Yaşayan ve son yüzyılın en büyük şairlerinden Sezai Karakoç, Mona Rosa şiirinde aşkın haleti ruhiyesini anlaşılır olarak tasvir etmiş.Bir ressamın elinden çıkmış yağlı boya tablo gibi edebiyat dünyamıza ve gönlümüze silinmez boyalar ile kazımış.
Aşkın doruklarında gezen bir beden ve gönlün ,umutla sevgiliye yakarışı, ne yazık ki hayal kırıklığına ve hikayenin sonunda olduğu gibi reddetmenin hazzına varan bir şiir.Yalvarışların kar etmediği sevgili belki de bu enerjinin çokluğu nedeniyle hakikati göremeyip farklı bir tercihe yöneldi.
Cesaretin zirvesinde sevgiliye okunan şiir sevgili tarafından reddedilmekle çeliğe son halini veren ateş gibi bize Sezai Karakoç’u kazandırdı.Hangi şair büyük, sıralaması yapmadan gönül dünyamı Diriliş ile dolduran şair, yaşanabilir insan modelinin en büyük örneklerinden olsa gerek.

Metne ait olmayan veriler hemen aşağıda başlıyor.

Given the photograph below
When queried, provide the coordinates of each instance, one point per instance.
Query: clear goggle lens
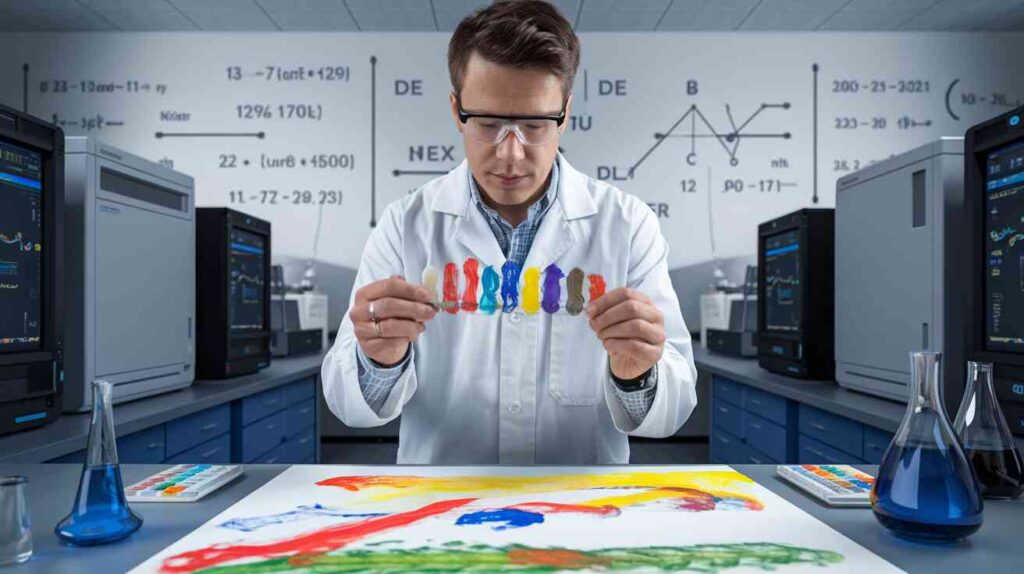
(528, 132)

Ne hamaset,ne isyan belki de sessizce alınan intikamın tevekkülünde yeni tercihini sahiplenen bir gönül inkılabı.Mona Rosa özelinde Diriliş genelinde uzaktan tanıdığım şair son yüzyılın yetiştirdiği ve bir türlü tüketemediği nadir gönül kalemidir.
Yoksa isyanın doruklarında bir Nazım,hamasetin zirvesinde bir Necip Fazıl daha da zirveyi çok zorlayan Cahit Zarifoğlu,Can Yücel,Özdemir Asaf,Mustafa Miyasoğlu,Cahit Külebi,Abdurrahim Karakoç,Atilla İlhan ve sonrasında yada evvelinde yetişen benim kıymetlerini taktirde aciz kalacağım daha niceleri.
Israr etmekte fayda var, Mona Rosa ve Sezai Karakoç bütünlük içinde hikayesi ve yaşanabilirliği ile bize kısa hayatın bir tarifini yapmıştır.Aynı yerde kalmadan gayretini Diriliş’e vakfederek yeni gönüllerin zaferini desteklemiş ve tarihin sayfalarına not düşmüştür.
Bu örnekte olduğu gibi şiir ve diğer yazın eserleri bir iz bırakamıyor, çok çabuk tüketiliyor ve bir besin mesabesinde terk ediliyorsa bize kalan bir şey yoktur.Dikkat etmemiz gereken ve şairin büyüklüğünü tescilleyen esas konu şiirlerin kürsülerden hamaset yada isyan kokuları ile terennüm edilememesidir.Belki bir mey sofrasında beklide gönül telinin titrediği çaresizlik anında zevkin zevk olarak yudumlandığı diyarlarda kana kana içilen sözler olmasıdır, Mona Rosa ve Sezai Karakoç.